Un petit tour et puis s’en va. Comme prévu, le premier round de négociations entre le royaume enchanté du Maroc et le Front Polisario n’a duré que 48 heures. Et, comme prévu, rien de concret n’en est sorti si ce n’est que les deux parties sont tombées d’accord pour se revoir au même endroit en août. La rupture a donc été évitée même si les deux ont fermement campé sur leurs positions : référendum d’autodétermination pour le Polisario et autonomie du Sahara occidental pour le Maroc. À en croire les deux parties, l’ambiance générale était même plutôt bonne. La preuve : les délégations marocaines et polisariennes se sont même serré la pince avant d’entrer en salle de négociation et ont soupé dans la même pièce sans se mordre. Un exploit !
À une reprise au moins, chaque partie a tout de même dû ravaler son chapeau. La délégation marocaine a ainsi frémi d’énervement lorsque le directeur général adjoint aux affaires politiques des Nations Unies, l’Américain B. Lynn Pascoe, a inauguré les négociations en rappelant que leur objectif était de trouver une « solution mutuellement acceptable qui permettra au peuple sahraoui d’exercer son droit à l’autodétermination ». Le Maroc répète en effet depuis dix ans qu’il ne veut pas entendre parler d’un référendum d’autodétermination. De son côté, le Front Polisario a dû, lui aussi, se rengorger. Comment ? En acceptant de mauvaise grâce la présence du président du Corcas, Khalli Henna Ould Rachid, à la table des négociations, comme membre de la délégation marocaine. Dire qu’une semaine avant les responsables du mouvement indépendantiste déclaraient en privé que si le Corcas mettait le pied à Long Island, il n’y aurait pas de négociations…
Sécurité avant tout
La délégation du royaume enchanté était essentiellement composée de sécuritaires avec messieurs Benmoussa, ministre de l’Intérieur, El Himma, ministre délégué à l’Intérieur et conseiller de M6 pour les questions de sécurité, Mansouri, patron des services secrets marocains (qui est resté coi durant toutes les négociations). Voilà qui en dit long sur la façon dont le Maroc compte administrer le Sahara occidental… Le ministre délégué aux Affaires étrangères, Fassi Fihri, était également de la partie, tout comme le président du Corcas Khalli Henna Ould Rachid, dont les Américains ne voulaient pourtant pas entendre parler.

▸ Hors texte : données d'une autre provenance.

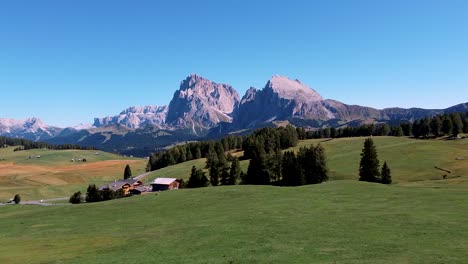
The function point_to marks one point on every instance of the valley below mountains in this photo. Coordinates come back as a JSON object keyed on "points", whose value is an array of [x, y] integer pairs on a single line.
{"points": [[201, 109]]}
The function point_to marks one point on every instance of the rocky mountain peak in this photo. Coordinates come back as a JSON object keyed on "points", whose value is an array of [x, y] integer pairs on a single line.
{"points": [[201, 103], [292, 89], [136, 117]]}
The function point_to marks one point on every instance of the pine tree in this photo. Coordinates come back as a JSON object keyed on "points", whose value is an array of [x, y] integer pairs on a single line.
{"points": [[224, 174], [369, 165], [194, 181], [386, 175], [291, 170], [197, 178], [447, 125], [416, 129], [17, 199], [127, 172], [436, 126], [92, 194], [457, 124], [235, 171], [321, 168], [197, 152], [76, 198]]}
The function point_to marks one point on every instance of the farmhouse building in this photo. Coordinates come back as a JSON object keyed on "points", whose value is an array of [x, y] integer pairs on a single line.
{"points": [[162, 184], [128, 186]]}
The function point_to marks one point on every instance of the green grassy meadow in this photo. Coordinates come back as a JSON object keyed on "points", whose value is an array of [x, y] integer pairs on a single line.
{"points": [[54, 175], [334, 222], [420, 218], [412, 161]]}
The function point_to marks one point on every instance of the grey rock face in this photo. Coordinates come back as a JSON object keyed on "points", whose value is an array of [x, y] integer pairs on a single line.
{"points": [[201, 103], [30, 128], [281, 98], [136, 117]]}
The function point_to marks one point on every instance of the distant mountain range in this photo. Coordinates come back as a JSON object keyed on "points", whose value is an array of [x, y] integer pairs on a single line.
{"points": [[201, 108]]}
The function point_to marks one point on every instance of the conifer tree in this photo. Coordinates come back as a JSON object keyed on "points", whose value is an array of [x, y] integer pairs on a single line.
{"points": [[224, 174], [235, 172], [197, 153], [76, 198], [127, 172], [447, 125], [17, 199], [386, 175], [369, 165], [92, 194], [321, 168], [291, 170], [436, 126], [457, 124]]}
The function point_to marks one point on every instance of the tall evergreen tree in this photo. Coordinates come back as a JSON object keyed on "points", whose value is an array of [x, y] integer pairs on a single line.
{"points": [[197, 153], [386, 175], [447, 125], [92, 194], [257, 172], [127, 172], [436, 126], [197, 178], [224, 174], [320, 166], [235, 172], [291, 170], [416, 129], [369, 165], [457, 124]]}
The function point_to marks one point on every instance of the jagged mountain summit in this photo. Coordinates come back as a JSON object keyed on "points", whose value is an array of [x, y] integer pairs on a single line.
{"points": [[201, 103], [202, 107], [280, 99], [30, 128]]}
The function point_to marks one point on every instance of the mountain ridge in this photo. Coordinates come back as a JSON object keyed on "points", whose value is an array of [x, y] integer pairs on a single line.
{"points": [[201, 107]]}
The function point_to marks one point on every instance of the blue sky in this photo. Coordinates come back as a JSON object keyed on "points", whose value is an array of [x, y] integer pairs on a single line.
{"points": [[70, 61]]}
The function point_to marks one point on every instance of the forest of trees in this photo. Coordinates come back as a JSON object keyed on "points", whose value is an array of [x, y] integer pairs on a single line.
{"points": [[268, 165], [437, 126], [265, 145], [369, 168], [24, 144]]}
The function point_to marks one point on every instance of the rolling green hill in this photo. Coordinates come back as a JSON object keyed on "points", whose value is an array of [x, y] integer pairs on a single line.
{"points": [[418, 219], [412, 161], [55, 175], [334, 222]]}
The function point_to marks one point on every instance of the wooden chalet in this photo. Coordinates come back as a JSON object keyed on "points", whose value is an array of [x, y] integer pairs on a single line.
{"points": [[129, 186], [163, 184]]}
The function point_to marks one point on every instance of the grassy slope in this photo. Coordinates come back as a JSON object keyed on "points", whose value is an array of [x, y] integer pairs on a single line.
{"points": [[335, 222], [411, 161], [53, 175], [343, 221]]}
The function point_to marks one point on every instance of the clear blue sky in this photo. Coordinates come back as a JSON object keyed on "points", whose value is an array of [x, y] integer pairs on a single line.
{"points": [[69, 61]]}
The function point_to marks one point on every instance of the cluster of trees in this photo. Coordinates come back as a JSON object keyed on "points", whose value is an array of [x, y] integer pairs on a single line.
{"points": [[308, 166], [217, 163], [93, 194], [440, 125], [189, 151], [360, 131], [28, 144], [369, 168], [269, 140], [127, 172]]}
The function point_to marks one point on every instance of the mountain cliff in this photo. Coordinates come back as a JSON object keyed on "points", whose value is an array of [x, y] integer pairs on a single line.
{"points": [[201, 103], [200, 107], [136, 117], [30, 128]]}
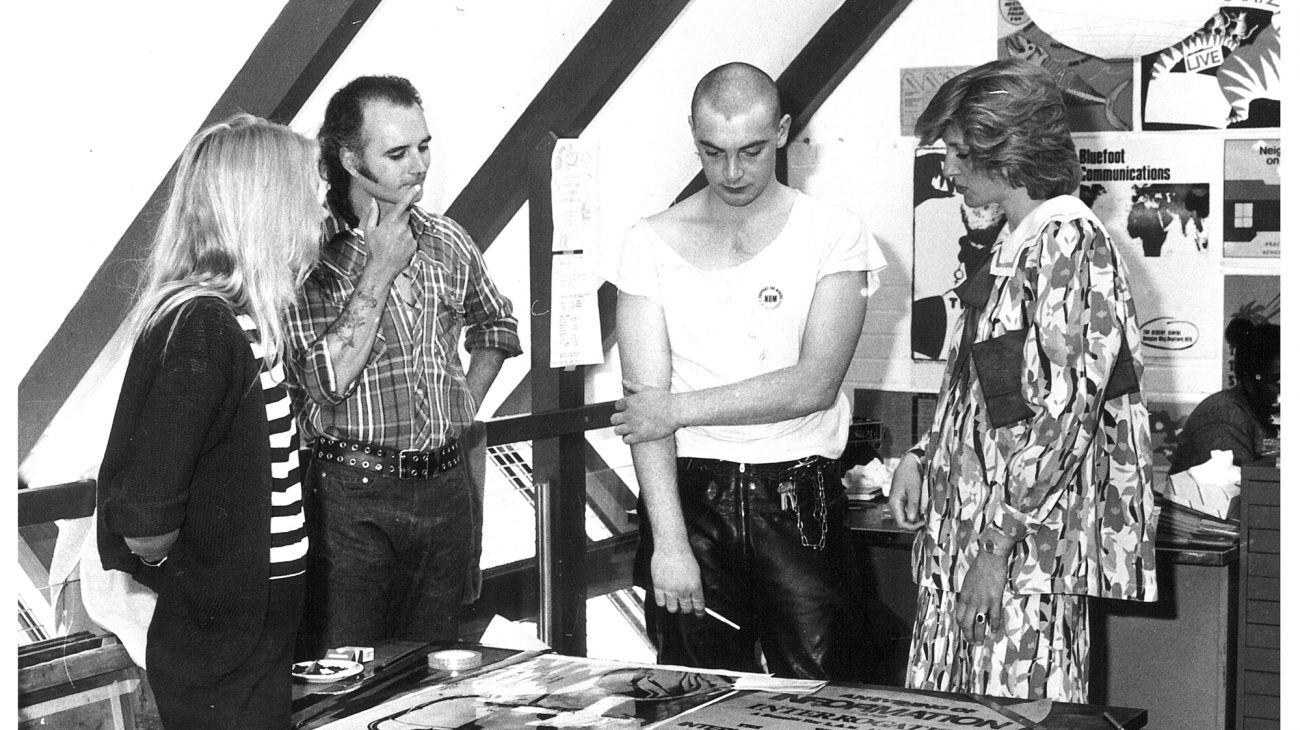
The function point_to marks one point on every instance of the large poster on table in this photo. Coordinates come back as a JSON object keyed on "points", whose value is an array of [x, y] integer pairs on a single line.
{"points": [[1225, 75], [550, 691], [844, 708]]}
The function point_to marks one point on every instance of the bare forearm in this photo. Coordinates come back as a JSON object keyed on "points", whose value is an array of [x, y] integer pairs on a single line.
{"points": [[657, 474], [789, 392], [350, 338]]}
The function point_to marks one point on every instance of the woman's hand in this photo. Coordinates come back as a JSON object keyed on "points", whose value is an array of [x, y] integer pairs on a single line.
{"points": [[905, 492], [982, 596]]}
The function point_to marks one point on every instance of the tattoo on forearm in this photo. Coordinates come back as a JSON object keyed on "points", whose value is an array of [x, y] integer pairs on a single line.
{"points": [[343, 329]]}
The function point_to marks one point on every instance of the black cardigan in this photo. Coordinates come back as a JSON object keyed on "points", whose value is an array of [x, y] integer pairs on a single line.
{"points": [[189, 451]]}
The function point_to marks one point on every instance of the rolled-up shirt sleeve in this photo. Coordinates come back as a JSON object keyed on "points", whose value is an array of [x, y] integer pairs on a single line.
{"points": [[489, 314]]}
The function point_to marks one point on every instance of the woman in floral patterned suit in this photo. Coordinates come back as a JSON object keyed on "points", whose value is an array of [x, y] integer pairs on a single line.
{"points": [[1032, 489]]}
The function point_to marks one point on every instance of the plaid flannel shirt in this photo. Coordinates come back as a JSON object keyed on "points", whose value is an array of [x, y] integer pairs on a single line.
{"points": [[412, 391]]}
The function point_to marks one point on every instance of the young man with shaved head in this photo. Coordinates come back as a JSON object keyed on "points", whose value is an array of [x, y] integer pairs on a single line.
{"points": [[739, 313]]}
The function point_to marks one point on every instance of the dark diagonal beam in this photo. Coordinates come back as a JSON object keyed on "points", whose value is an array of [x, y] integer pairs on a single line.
{"points": [[287, 64], [575, 94]]}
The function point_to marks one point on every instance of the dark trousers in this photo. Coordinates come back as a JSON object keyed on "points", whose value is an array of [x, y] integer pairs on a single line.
{"points": [[389, 556], [776, 570], [256, 695]]}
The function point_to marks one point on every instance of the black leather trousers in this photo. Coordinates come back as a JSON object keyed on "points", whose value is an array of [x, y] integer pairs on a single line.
{"points": [[772, 550]]}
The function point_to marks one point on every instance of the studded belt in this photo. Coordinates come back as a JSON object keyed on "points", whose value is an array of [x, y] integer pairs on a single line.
{"points": [[403, 464]]}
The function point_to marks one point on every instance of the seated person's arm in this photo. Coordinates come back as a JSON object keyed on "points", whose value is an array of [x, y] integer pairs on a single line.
{"points": [[830, 338]]}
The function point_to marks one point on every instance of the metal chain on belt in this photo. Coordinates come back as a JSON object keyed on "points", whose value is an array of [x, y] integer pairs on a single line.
{"points": [[820, 515]]}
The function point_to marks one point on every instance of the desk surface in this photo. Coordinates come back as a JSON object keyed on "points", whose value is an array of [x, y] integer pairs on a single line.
{"points": [[401, 668]]}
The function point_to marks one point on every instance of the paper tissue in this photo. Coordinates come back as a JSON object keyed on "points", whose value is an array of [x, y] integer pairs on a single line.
{"points": [[869, 481], [1212, 487]]}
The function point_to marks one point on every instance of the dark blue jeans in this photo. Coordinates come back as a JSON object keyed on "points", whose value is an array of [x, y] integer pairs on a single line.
{"points": [[388, 556], [776, 566]]}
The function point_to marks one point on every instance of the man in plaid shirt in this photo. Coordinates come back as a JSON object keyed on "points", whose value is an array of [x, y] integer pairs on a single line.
{"points": [[377, 378]]}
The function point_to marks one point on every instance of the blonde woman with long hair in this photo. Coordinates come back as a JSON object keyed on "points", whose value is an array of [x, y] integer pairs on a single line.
{"points": [[199, 492]]}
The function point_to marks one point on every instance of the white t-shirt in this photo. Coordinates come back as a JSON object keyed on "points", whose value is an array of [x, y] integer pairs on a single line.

L’Espagne le bec dans l’eau
La grande perdante de ces pourparlers semble toutefois être — surprise ! — l’Espagne. En temps qu’ancienne puissance coloniale (elle a quitté le Sahara occidental comme une voleuse entre 1975 et 1976), elle avait été invitée par Ban Ki Moon en personne aux négociations. Écœuré par le soutien que le Premier ministre espagnol Zapatero affiche aux thèses marocaines, le Polisario a manœuvré en coulisses pour que les Espagnols soient traités à pied d’égalité avec les Français et les Américains, eux aussi très intéressés par les négociations : prière de rester dans les locaux de vos missions diplomatiques aux Nations Unies. De mauvaises langues algériennes estiment que la France qui appuie depuis toujours le royaume enchanté aurait mérité pareille raclée mais que mieux valait s’abstenir au cas où Sarkozy en viendrait à nouer un partenariat stratégique avec Alger. Le plus drôle étant toutefois que les Marocains n’ont pas jugé utile de prêter main forte à leur allié espagnol qui s’est retrouvé le bec dans l’eau. Et qui, depuis, ne décolère pas.